Kesenangan adalah ketika mimpi berakhir »mengeluh Sophia di episode pertama Girlboss, baru-baru ini tiba di Netflix. "Generasi Anda begitu terpukul," jawab seorang wanita tua dari bangku sebelah. Dia ingin menjadi potret lucu seorang wanita muda, bersemangat dan percaya diri, yang naik ke industri mode. Sebaliknya, itu benar satu lagi serial TV tentang Millennial yang egosentris, arogan, dan cacat. Yakin bahwa semua adalah karena "karena Anda luar biasa", tanpa harus mengangkat jari.

Berdasarkan buku terlaris otobiografi homonim oleh Sophia Amoruso, pendiri, pada tahun 2006, dari merek pakaian untuk wanita muda Nasty Gal (yang menjadi perusahaan dengan lebih dari setengah juta pelanggan di 60 negara dan kemudian bangkrut), Girlboss bertukar kesenangan diri untuk ketegasan hati. . Sang protagonis, yang diperankan oleh Britt Robertson, adalah intisari dari semua yang tidak bisa kita perjuangkan bagi generasi Millenial.. Kasar, lavatif, berantakan, tidak responsif terhadap tanggung jawab apa pun, Sophia terlambat ke kantor untuk mengejar drummer, menghabiskan giliran kerjanya di eBay dan kemudian mencuri karpet.
Dia mengeluh karena harus bekerja, mencari cara untuk menghasilkan uang tanpa - dan dia berhasil. Jika Anda menyukai Crazy Ex-Girlfriend, Anda siap untuk Girlboss. Hanya di episode ketigabelas, ketika dia berterima kasih kepada mereka yang mendukungnya, Sophia menjadi agak bisa ditoleransi. Mungkin karena ini episode terakhir.
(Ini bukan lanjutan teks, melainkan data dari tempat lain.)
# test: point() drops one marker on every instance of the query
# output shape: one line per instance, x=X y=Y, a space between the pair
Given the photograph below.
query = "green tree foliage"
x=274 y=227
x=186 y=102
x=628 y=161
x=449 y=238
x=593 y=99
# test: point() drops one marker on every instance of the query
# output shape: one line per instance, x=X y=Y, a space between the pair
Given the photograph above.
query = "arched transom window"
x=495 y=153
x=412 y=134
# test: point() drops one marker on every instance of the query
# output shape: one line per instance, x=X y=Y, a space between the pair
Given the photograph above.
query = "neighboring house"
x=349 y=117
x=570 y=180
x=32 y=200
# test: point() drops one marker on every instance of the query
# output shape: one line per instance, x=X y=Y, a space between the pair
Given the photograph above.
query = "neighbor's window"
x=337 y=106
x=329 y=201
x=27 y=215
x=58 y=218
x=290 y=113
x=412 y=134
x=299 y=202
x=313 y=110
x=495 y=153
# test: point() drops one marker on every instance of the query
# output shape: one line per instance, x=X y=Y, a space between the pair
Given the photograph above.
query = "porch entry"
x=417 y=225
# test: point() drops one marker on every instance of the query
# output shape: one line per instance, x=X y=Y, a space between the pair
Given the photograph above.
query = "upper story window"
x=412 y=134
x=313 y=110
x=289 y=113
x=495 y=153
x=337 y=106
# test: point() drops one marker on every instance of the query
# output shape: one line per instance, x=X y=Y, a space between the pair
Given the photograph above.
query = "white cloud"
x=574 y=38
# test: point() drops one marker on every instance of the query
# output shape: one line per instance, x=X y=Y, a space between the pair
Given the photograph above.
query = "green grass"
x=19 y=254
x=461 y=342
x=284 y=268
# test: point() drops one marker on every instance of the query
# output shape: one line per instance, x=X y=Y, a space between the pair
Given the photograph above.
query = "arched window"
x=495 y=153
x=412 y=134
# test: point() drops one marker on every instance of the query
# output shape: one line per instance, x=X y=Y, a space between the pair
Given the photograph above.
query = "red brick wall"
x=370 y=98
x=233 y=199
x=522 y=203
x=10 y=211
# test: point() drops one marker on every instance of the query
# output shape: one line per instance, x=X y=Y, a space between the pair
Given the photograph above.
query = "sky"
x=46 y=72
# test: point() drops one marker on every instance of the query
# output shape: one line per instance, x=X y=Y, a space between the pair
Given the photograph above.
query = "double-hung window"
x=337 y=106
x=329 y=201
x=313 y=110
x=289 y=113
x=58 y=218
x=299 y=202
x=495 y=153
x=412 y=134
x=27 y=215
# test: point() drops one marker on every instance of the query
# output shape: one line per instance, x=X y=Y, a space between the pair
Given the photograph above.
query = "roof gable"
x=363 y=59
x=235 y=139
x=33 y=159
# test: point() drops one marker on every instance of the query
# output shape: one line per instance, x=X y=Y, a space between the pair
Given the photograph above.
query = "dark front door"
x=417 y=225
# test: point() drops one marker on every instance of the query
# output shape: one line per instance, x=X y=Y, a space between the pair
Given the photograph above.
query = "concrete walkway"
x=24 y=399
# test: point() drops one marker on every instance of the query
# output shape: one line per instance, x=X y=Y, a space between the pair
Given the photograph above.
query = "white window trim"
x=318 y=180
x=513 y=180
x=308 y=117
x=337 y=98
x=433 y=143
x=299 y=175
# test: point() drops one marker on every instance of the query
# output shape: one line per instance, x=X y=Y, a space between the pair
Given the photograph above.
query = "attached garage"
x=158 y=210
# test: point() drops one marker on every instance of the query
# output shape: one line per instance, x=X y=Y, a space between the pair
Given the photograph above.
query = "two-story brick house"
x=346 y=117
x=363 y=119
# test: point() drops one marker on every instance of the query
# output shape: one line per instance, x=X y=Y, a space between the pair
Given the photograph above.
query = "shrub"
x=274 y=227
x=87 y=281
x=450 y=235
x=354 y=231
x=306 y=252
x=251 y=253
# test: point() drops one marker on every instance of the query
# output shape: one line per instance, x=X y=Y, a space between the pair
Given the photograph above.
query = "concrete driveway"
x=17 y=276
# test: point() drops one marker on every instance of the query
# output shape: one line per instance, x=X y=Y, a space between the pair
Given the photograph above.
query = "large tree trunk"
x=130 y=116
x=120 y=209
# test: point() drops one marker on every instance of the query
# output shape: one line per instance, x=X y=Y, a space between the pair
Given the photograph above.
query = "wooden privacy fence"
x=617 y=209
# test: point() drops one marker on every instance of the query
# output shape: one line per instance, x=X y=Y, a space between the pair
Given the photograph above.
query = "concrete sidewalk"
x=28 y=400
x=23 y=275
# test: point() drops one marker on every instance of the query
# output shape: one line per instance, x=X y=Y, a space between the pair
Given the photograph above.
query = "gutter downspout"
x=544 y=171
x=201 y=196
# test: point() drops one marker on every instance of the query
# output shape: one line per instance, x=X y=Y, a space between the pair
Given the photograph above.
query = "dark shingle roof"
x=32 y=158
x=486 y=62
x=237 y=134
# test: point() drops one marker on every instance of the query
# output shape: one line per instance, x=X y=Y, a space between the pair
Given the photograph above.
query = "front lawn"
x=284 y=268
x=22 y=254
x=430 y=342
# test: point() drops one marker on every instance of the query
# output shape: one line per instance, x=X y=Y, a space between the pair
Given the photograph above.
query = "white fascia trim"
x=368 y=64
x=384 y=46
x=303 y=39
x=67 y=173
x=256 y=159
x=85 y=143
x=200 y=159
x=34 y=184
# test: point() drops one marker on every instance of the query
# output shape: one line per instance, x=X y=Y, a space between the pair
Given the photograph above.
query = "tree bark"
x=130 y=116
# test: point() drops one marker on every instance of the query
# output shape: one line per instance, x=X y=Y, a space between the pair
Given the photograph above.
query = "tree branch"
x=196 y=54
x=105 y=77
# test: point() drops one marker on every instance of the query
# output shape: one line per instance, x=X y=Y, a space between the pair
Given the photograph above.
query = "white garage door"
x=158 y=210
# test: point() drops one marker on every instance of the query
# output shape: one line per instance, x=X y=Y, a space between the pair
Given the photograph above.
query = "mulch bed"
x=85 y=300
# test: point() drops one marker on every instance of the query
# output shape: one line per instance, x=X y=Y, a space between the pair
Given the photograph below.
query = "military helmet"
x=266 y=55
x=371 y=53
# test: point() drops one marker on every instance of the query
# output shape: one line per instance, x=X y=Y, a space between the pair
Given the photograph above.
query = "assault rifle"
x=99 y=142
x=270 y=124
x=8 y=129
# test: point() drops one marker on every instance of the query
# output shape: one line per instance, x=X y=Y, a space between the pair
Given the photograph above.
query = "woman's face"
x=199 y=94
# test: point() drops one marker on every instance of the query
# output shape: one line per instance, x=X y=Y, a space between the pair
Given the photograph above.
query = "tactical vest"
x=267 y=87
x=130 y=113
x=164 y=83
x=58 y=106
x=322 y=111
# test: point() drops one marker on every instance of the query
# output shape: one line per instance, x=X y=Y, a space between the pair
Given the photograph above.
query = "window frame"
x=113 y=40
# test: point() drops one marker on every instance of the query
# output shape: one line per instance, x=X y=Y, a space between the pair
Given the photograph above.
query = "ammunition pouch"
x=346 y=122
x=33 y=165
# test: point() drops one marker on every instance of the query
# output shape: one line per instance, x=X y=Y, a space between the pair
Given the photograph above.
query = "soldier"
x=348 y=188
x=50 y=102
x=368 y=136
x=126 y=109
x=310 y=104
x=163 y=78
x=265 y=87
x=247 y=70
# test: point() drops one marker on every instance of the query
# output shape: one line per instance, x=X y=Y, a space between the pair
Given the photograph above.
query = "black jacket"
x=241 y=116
Dan tentu saja, Amoruso yang asli, sekarang berusia 32 tahun, tidak begitu baik padanya. Banyak mantan karyawan menggugatnya karena dipecat begitu mereka hamil. Tetapi apakah semua orang Millenial begitu? Atau tidak akan seperti itu, seri demi seri, mereka begitu dilukis oleh penulis naskah yang melihat sekelompok kecil orang-orang istimewa? "Sebuah suara, satu generasi" seperti kata Hannah di episode pertama gadis. Dan sungguh gadis, drama HBO yang diciptakan oleh Lena Dunham yang berusia 24 tahun, mungkin merupakan bagian dari kesalahpahaman. Bertahun-tahun yang lalu, dengan Seks dan City, seri yang tentu saja tidak bebas dari cacat, dan di antara teman-teman itu adalah kompetisi untuk memutuskan siapa yang Miranda, siapa Samantha, Carrie atau Charlotte. Dengan Girls, permainan itu tidak pernah mereka lakukan, karena tidak ada yang mau menjadi mereka. Semua gadis kurang lebih tak tertahankan. Mengiritasi, egosentris, stron * e. Demikian pula, tidak ada yang mau menjadi Sophia.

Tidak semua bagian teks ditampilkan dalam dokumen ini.